Para Sandra Gomes o caso mais grave de discriminação acontece ao nível dos portadores de deficiência. É inequívoco que os estigmas sociais associados à deficiência, raça e etnia contribuem para uma menor integração dos candidatos. No que respeita aos portadores de deficiência, o estudo revela que sete em cada dez PME's consideram que os candidatos invisuais serão dificilmente integráveis nas empresas. No caso dos surdos, a dificuldade de integração situa-se nos 45%. “Para justificar estes dados, cerca de metade das empresas inquiridas afirma que nunca teve candidatos com deficiência e 19% admite mesmo que a empresa não está preparada ao nível da acessibilidade física para acolher portadores de deficiência”, explica a coordenadora adiantando que “tal realidade denota falta de informação sobre os apoios existentes e tipos de deficiência”. Saliente-se apesar disso que, em matéria de portadores de deficiência, Portugal regista uma taxa de empregabilidade (55%) que supera a média Europeia (47%) mas as PME não expressam esta realidade. Sandra Gomes não nega a existência de indícios de discriminação, sobretudo com trabalhadores cegos e surdos.

Numa outra vertente, a da etnia, Portugal também choca com a tendência Europeia. A etnia cigana é a mais penalizada, já que 47% das pequenas e médias empresas nacionais considera que estes colaboradores são dificilmente integráveis ou até mesmo não integráveis. A postura de restringir a contratação de trabalhadores de outras nacionalidades ou etnias é inversa à praticada, noutros países como Reino Unido onde apenas 20% dos colaboradores das PME são ingleses.

Para Sandra Gomes, este cenário é mais grave pelo facto do país enfrentar uma conjuntura económica adversa. “É exatamente nos cenários de crise como o atual que as empresas devem apostar na responsabilidade social enquanto fator de diferenciação e competitividade”, defende.
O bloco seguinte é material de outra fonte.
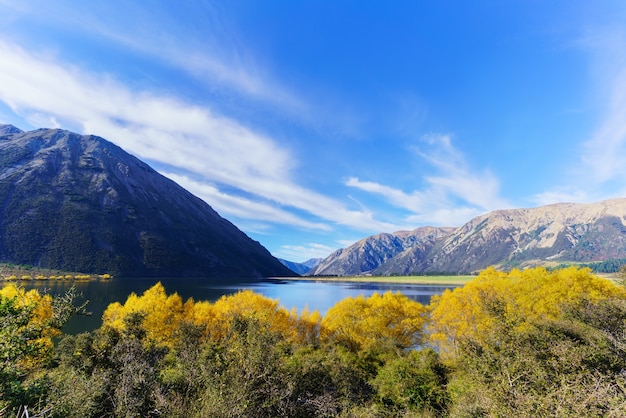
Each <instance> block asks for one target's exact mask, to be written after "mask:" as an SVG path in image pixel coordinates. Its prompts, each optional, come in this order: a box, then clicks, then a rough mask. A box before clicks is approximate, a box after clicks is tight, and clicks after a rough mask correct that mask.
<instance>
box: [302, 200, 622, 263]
mask: <svg viewBox="0 0 626 418" xmlns="http://www.w3.org/2000/svg"><path fill="white" fill-rule="evenodd" d="M419 229H421V228H418V230H419ZM416 231H417V230H416ZM402 234H406V233H405V232H402V233H394V234H378V235H374V236H372V237H368V238H365V239H363V240H361V241H359V242H358V243H355V244H354V245H352V246H350V247H348V248H345V249H341V250H338V251H336V252H335V253H333V254H331V255H330V256H329V257H328V258H326V259H325V260H324V261H322V262H321V263H320V265H319V266H318V268H316V269H315V270H314V271H312V272H310V273H309V274H317V275H355V274H375V275H390V274H424V273H435V272H442V273H443V272H445V273H471V272H476V271H479V270H482V269H484V268H486V267H489V266H491V265H493V266H496V267H499V268H502V269H510V268H513V267H526V266H534V265H556V264H561V263H577V262H593V261H602V260H606V259H609V258H624V257H626V199H611V200H606V201H603V202H597V203H589V204H574V203H559V204H553V205H547V206H542V207H538V208H529V209H509V210H497V211H493V212H490V213H487V214H484V215H481V216H478V217H476V218H474V219H472V220H470V221H469V222H467V223H466V224H465V225H463V226H461V227H459V228H443V229H442V230H441V231H440V235H439V236H432V237H431V239H430V240H427V241H426V242H423V241H421V240H420V239H416V240H415V241H414V242H415V243H417V245H408V246H406V248H402V246H399V245H398V242H399V238H397V237H398V236H399V235H402ZM392 237H395V238H397V239H394V238H392ZM400 248H402V249H401V251H398V249H400ZM360 254H369V256H368V259H369V260H371V262H370V263H362V262H360V260H361V258H362V257H361V256H360ZM360 257H361V258H360ZM342 260H343V261H342Z"/></svg>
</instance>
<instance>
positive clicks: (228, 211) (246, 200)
mask: <svg viewBox="0 0 626 418" xmlns="http://www.w3.org/2000/svg"><path fill="white" fill-rule="evenodd" d="M162 174H163V175H164V176H166V177H168V178H170V179H172V180H174V181H175V182H176V183H178V184H180V185H181V186H183V187H184V188H185V189H187V190H188V191H190V192H191V193H193V194H194V195H196V196H198V197H200V198H201V199H203V200H204V201H205V202H211V206H212V207H213V209H215V210H216V211H217V212H219V213H220V214H221V215H223V216H226V217H228V216H236V217H238V218H243V219H253V220H257V221H266V222H271V223H277V224H288V225H292V226H297V227H301V228H307V229H316V230H323V231H329V230H331V228H330V226H328V224H325V223H314V222H309V221H307V220H305V219H302V218H301V217H298V216H296V215H294V214H292V213H290V212H288V211H286V210H283V209H281V208H279V207H276V206H275V205H272V204H270V203H262V202H256V201H252V200H249V199H245V198H242V197H238V196H233V195H229V194H226V193H223V192H221V191H220V190H219V189H218V188H217V187H214V186H211V185H210V184H206V183H202V182H198V181H195V180H192V179H191V178H189V177H187V176H184V175H178V174H174V173H168V172H163V173H162Z"/></svg>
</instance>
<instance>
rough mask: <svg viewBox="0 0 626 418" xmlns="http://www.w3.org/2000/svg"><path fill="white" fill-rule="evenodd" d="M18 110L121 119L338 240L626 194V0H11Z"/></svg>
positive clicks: (119, 120) (175, 154)
mask: <svg viewBox="0 0 626 418" xmlns="http://www.w3.org/2000/svg"><path fill="white" fill-rule="evenodd" d="M0 123H11V124H14V125H16V126H17V127H19V128H21V129H24V130H30V129H34V128H40V127H45V128H55V127H60V128H64V129H70V130H73V131H76V132H80V133H86V134H95V135H99V136H102V137H104V138H106V139H108V140H110V141H112V142H114V143H116V144H118V145H120V146H121V147H122V148H124V149H125V150H127V151H128V152H130V153H132V154H134V155H135V156H137V157H139V158H141V159H142V160H144V161H146V162H148V163H149V164H150V165H152V166H153V167H154V168H155V169H157V170H158V171H159V172H161V173H162V174H164V175H166V176H168V177H170V178H171V179H173V180H174V181H176V182H178V183H179V184H180V185H182V186H183V187H185V188H187V189H188V190H190V191H191V192H192V193H194V194H196V195H197V196H199V197H201V198H202V199H204V200H205V201H206V202H207V203H209V204H210V205H211V206H212V207H213V208H214V209H215V210H217V211H218V212H219V213H220V214H221V215H222V216H224V217H225V218H227V219H229V220H230V221H232V222H233V223H234V224H235V225H237V226H238V227H239V228H240V229H242V230H243V231H244V232H246V233H247V234H248V235H250V236H251V237H252V238H254V239H256V240H258V241H260V242H261V243H262V244H263V245H264V246H265V247H266V248H268V249H269V250H270V251H271V252H272V253H273V254H274V255H275V256H277V257H281V258H286V259H289V260H292V261H304V260H306V259H308V258H311V257H325V256H327V255H328V254H330V252H332V251H333V250H335V249H337V248H341V247H345V246H347V245H349V244H351V243H353V242H355V241H357V240H358V239H361V238H363V237H365V236H368V235H372V234H375V233H379V232H393V231H397V230H407V229H414V228H417V227H419V226H425V225H440V226H460V225H462V224H463V223H465V222H467V221H469V220H470V219H471V218H472V217H474V216H477V215H480V214H483V213H486V212H488V211H491V210H495V209H505V208H512V207H535V206H540V205H544V204H550V203H557V202H593V201H599V200H603V199H607V198H613V197H624V196H626V3H625V2H623V1H602V0H599V1H593V2H590V1H579V0H571V1H539V0H525V1H521V0H519V1H513V0H500V1H445V0H443V1H419V0H410V1H401V0H398V1H393V2H390V1H369V2H364V1H330V0H315V1H313V0H311V1H306V0H305V1H279V0H267V1H258V0H256V1H248V0H229V1H219V2H218V1H214V2H213V1H201V0H196V1H190V0H181V1H177V2H171V1H158V0H146V1H141V2H139V1H137V2H129V1H126V0H125V1H120V0H107V1H97V0H94V1H89V2H86V1H83V2H79V1H65V0H56V1H54V2H51V1H47V0H17V1H12V0H0Z"/></svg>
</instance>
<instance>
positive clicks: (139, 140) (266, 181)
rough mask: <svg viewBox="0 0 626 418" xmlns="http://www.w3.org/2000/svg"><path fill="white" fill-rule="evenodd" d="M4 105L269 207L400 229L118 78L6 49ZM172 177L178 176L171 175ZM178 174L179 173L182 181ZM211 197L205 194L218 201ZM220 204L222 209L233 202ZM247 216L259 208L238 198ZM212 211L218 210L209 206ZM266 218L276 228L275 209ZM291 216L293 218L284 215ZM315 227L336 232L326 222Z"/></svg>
mask: <svg viewBox="0 0 626 418" xmlns="http://www.w3.org/2000/svg"><path fill="white" fill-rule="evenodd" d="M0 56H2V60H0V100H2V101H4V102H5V103H7V104H8V105H9V106H10V107H11V108H12V110H13V111H15V112H16V113H18V114H20V115H21V116H23V117H25V118H26V119H27V120H29V121H30V123H32V124H33V125H34V126H38V124H39V123H41V122H42V121H48V123H49V125H48V126H64V127H65V126H71V127H74V126H77V127H79V129H80V130H82V131H83V132H85V133H94V134H97V135H99V136H103V137H105V138H107V139H109V140H111V141H113V142H115V143H117V144H118V145H120V146H121V147H122V148H124V149H125V150H127V151H128V152H131V153H133V154H135V155H137V156H138V157H140V158H142V159H146V160H149V161H153V162H159V163H162V164H166V165H167V166H168V167H176V168H177V170H175V171H180V172H181V173H178V174H179V175H182V173H185V172H186V173H193V174H194V176H193V177H194V178H200V179H202V183H204V184H214V185H215V184H225V185H228V186H229V187H234V188H236V189H239V190H241V191H244V192H246V193H249V194H250V195H252V196H256V197H257V198H259V199H261V200H263V201H265V202H267V201H271V202H273V203H275V204H277V205H279V206H283V208H282V209H283V210H284V211H286V210H287V207H289V208H291V209H296V210H300V211H303V212H306V213H309V214H311V215H314V216H315V217H317V218H319V219H321V220H326V221H329V222H332V223H335V224H338V225H344V226H348V227H352V228H356V229H359V230H362V231H372V232H375V231H381V230H391V229H394V228H395V227H396V226H394V225H392V224H389V223H385V222H380V221H377V220H376V219H374V216H373V214H372V213H371V212H370V211H367V210H358V211H357V210H350V209H348V208H347V207H345V206H344V204H343V203H341V202H339V201H337V200H335V199H331V198H328V197H326V196H324V195H322V194H320V193H317V192H315V191H312V190H309V189H307V188H304V187H301V186H299V185H298V184H295V183H294V182H293V181H292V180H291V179H292V178H293V171H294V168H295V167H294V161H295V158H294V157H293V156H292V155H291V154H290V153H289V152H287V151H286V150H284V149H283V148H281V147H280V146H279V145H278V144H277V143H276V142H275V141H274V140H272V139H271V138H269V137H267V136H265V135H263V134H260V133H258V132H255V131H253V130H251V129H250V128H248V127H246V126H244V125H242V124H240V123H238V122H237V121H235V120H233V119H229V118H226V117H223V116H220V115H217V114H215V113H214V112H212V111H211V110H210V109H209V108H207V107H199V106H196V105H191V104H188V103H185V102H184V101H181V100H178V99H176V98H173V97H165V96H159V95H156V94H151V93H148V92H133V91H131V90H130V89H129V88H127V87H125V86H124V85H122V84H121V83H119V82H116V81H115V80H113V79H112V78H111V77H105V76H100V75H93V74H89V73H85V72H84V71H81V70H80V69H78V68H76V67H74V66H71V65H68V64H67V63H60V62H57V61H55V60H54V58H53V57H50V56H46V57H41V56H35V55H33V54H31V53H27V52H25V51H24V50H22V49H21V48H19V47H17V46H15V45H11V44H7V43H6V42H1V41H0ZM170 171H172V170H170ZM174 174H177V173H174ZM208 190H209V189H204V191H203V192H204V193H206V194H208V195H210V194H211V193H210V192H209V191H208ZM213 195H214V197H218V198H219V199H220V200H221V201H222V202H223V201H225V199H226V197H225V196H226V194H225V193H223V192H222V193H221V195H220V196H216V195H215V193H213ZM232 199H233V200H232V201H231V203H233V202H234V203H236V205H235V207H237V208H238V210H239V211H240V212H241V213H243V208H244V207H245V206H246V205H248V207H251V205H252V201H251V200H250V201H248V202H244V200H243V199H237V198H234V197H232ZM209 203H211V202H209ZM257 205H258V206H256V208H258V209H262V210H261V217H262V218H263V219H266V220H270V219H271V218H272V217H273V219H276V218H277V217H280V214H281V212H277V211H274V212H273V213H271V210H269V206H268V205H267V203H265V204H259V203H257ZM283 213H286V212H283ZM294 222H295V223H296V224H300V225H301V226H302V223H303V221H302V218H300V217H297V216H294V215H292V216H285V217H284V218H283V221H282V222H281V223H294ZM305 224H306V225H307V227H319V228H321V229H328V226H327V225H326V224H324V223H321V222H305Z"/></svg>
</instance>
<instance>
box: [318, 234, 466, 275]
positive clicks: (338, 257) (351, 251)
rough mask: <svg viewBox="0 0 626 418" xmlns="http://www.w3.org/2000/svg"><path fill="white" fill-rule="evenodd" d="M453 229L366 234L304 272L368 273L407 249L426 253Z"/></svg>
mask: <svg viewBox="0 0 626 418" xmlns="http://www.w3.org/2000/svg"><path fill="white" fill-rule="evenodd" d="M453 230H454V228H435V227H423V228H417V229H415V230H413V231H399V232H394V233H393V234H387V233H383V234H378V235H374V236H371V237H367V238H364V239H362V240H360V241H359V242H357V243H355V244H353V245H351V246H350V247H348V248H342V249H339V250H337V251H335V252H334V253H332V254H331V255H330V256H328V257H327V258H326V259H324V260H322V261H321V262H320V263H319V264H318V265H317V267H315V268H314V269H312V270H311V271H310V272H309V273H308V274H309V275H339V276H348V275H358V274H363V273H369V272H372V271H374V270H376V269H377V268H380V267H381V266H383V265H385V264H386V263H387V262H389V261H390V260H393V258H394V257H396V256H397V255H398V254H400V253H402V252H403V251H405V250H407V249H409V248H415V250H416V251H422V252H423V253H428V251H430V249H431V248H432V246H433V245H435V243H436V242H437V241H438V240H439V239H440V238H442V237H445V236H447V235H448V234H450V233H451V232H452V231H453Z"/></svg>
Um esforço que a responsável reconhece que tem sido feito pelas empresas ao incluírem a responsabilidade social nas suas estratégias, mas que ainda está muito aquém das reais necessidades do tecido económico nacional. “Em Portugal ainda há muito a fazer neste campo”, argumenta.

Portugal desigual*

. Em 2009 Portugal tinha 308 municipios e apenas 23 mulheres na sua presidência
. A proporção de ministros e secretários de Estado era de 81,5% de homens e 18,5 mulheres
. Os membros do Conselho de Reitores das Universidades Portuguesas eram 94% homens e só 6% mulheres, ainda que a maioria dos docentes de ensino superior pertença ao sexo feminino
. Existem 163.302 trabalhadores estrangeiros em Portugal. Os quadros superiores representam 3,8%, os profissionais qualificados 35%, os semi-qualificados 22% e os não qualificados 26%
. Os estrangeiros integrados no mercado de trabalho nacional são sobretudo brasileiros (49515), ucranianos (22158) e provenientes de países africanos (48449)
. O país tem 4221 deficientes a trabalhar em empresas com mais de 100 trabalhadores. 58% são homens e 42% são mulheres.